Lawford agitó la cabeza, doblegado. Me acerqué a él y le di una palmada en la espalda.

—Vamos, Peter —dije—. Hablemos con la señora Murray y con ese doctor Greenson. Quiero comprobar que los chicos del Servicio Secreto han hecho bien su trabajo. En cuanto al diario de Marilyn...

—Tranquilo —respondió Lawford—. Ese diario nunca existió.

—Es posible que esta noche haya más gente buscándolo por aquí —advertí.

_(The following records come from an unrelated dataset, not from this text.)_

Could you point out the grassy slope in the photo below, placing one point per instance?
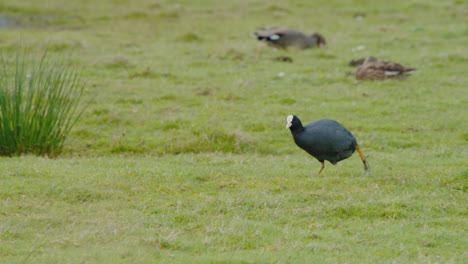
(183, 156)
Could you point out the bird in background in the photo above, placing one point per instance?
(325, 139)
(282, 37)
(372, 69)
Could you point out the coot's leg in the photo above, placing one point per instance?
(322, 167)
(366, 164)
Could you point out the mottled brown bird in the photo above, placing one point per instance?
(373, 69)
(281, 37)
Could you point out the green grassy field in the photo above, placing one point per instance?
(183, 157)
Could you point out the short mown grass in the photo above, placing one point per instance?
(182, 155)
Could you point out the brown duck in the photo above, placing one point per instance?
(281, 37)
(373, 69)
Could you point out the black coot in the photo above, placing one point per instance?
(325, 139)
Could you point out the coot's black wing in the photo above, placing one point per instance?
(327, 139)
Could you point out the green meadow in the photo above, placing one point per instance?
(182, 155)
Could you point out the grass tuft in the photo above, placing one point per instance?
(38, 104)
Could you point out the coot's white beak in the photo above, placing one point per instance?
(289, 121)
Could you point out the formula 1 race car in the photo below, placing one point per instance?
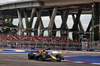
(45, 56)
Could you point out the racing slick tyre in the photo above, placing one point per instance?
(30, 56)
(59, 57)
(41, 58)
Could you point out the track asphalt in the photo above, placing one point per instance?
(76, 59)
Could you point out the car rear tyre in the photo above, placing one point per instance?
(59, 57)
(30, 56)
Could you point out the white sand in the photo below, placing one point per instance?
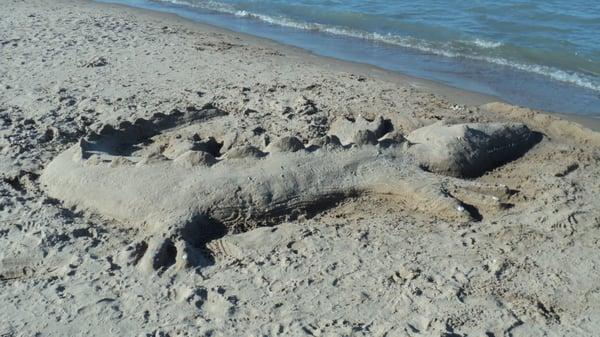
(368, 266)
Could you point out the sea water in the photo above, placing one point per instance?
(543, 54)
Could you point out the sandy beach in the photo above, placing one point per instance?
(160, 177)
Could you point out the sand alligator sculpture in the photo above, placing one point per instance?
(161, 174)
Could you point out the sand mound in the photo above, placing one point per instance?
(469, 150)
(161, 174)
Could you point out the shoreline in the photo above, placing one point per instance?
(159, 177)
(453, 94)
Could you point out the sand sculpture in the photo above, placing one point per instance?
(163, 175)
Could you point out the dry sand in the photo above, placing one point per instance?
(72, 256)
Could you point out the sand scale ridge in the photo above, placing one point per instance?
(168, 175)
(141, 191)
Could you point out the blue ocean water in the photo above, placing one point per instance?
(539, 53)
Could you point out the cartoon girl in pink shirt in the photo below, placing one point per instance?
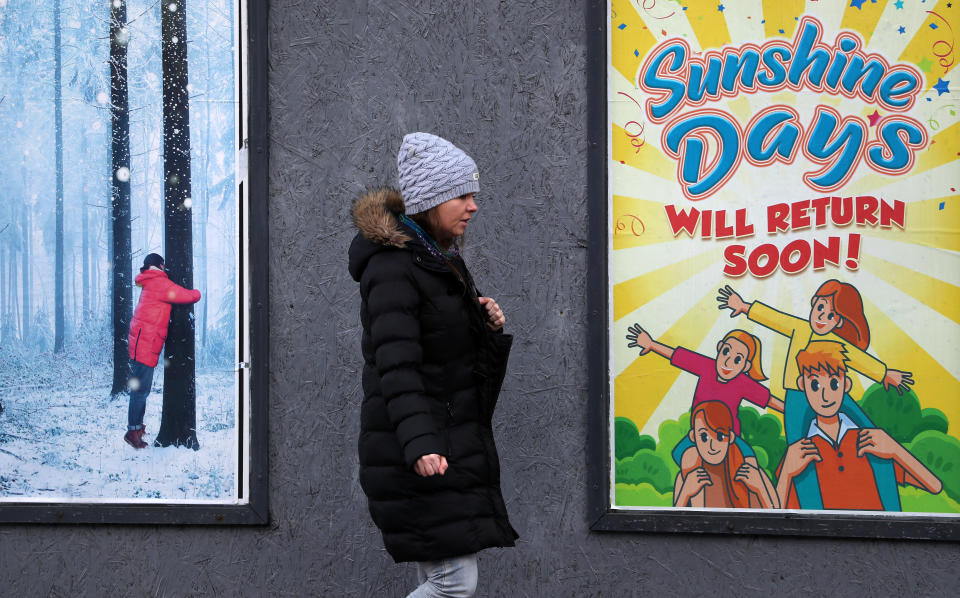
(733, 376)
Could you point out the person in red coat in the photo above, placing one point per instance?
(148, 331)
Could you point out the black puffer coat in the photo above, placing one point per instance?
(432, 372)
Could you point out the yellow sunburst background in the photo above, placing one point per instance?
(909, 279)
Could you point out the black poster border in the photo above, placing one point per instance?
(601, 515)
(252, 134)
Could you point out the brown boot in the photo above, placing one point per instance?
(135, 438)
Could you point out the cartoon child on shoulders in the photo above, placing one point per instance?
(839, 456)
(719, 476)
(733, 376)
(836, 314)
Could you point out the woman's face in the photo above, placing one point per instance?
(452, 216)
(823, 318)
(712, 445)
(732, 359)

—Les deseo suerte —respondió, desplegando una sonrisa que ponía de manifiesto su bondad y sus nefastas dotes interpretativas. Convertirse en custodio del diario de Marilyn fue el mejor papel de su lamentable carrera.

—Bien —concluí—. Vamos.

Peter salió del dormitorio y yo lo seguí. Me detuve en la puerta y me giré. Dediqué una última mirada al cadáver de Marilyn y resonó en mi cabeza la confesión que me hizo un día: «En Hollywood te pagan mil dólares por un beso y cincuenta centavos por tu alma». En su caso había obtenido bastante menos que cincuenta cochinos centavos, y eso que se había relacionado con lo mejorcito del país. Corrían malos tiempos, y nada presagiaba días mejores.

—Descansa, Norma Jean —susurré antes de salir de la habitación—. Al final, tienes que pasar la noche a solas.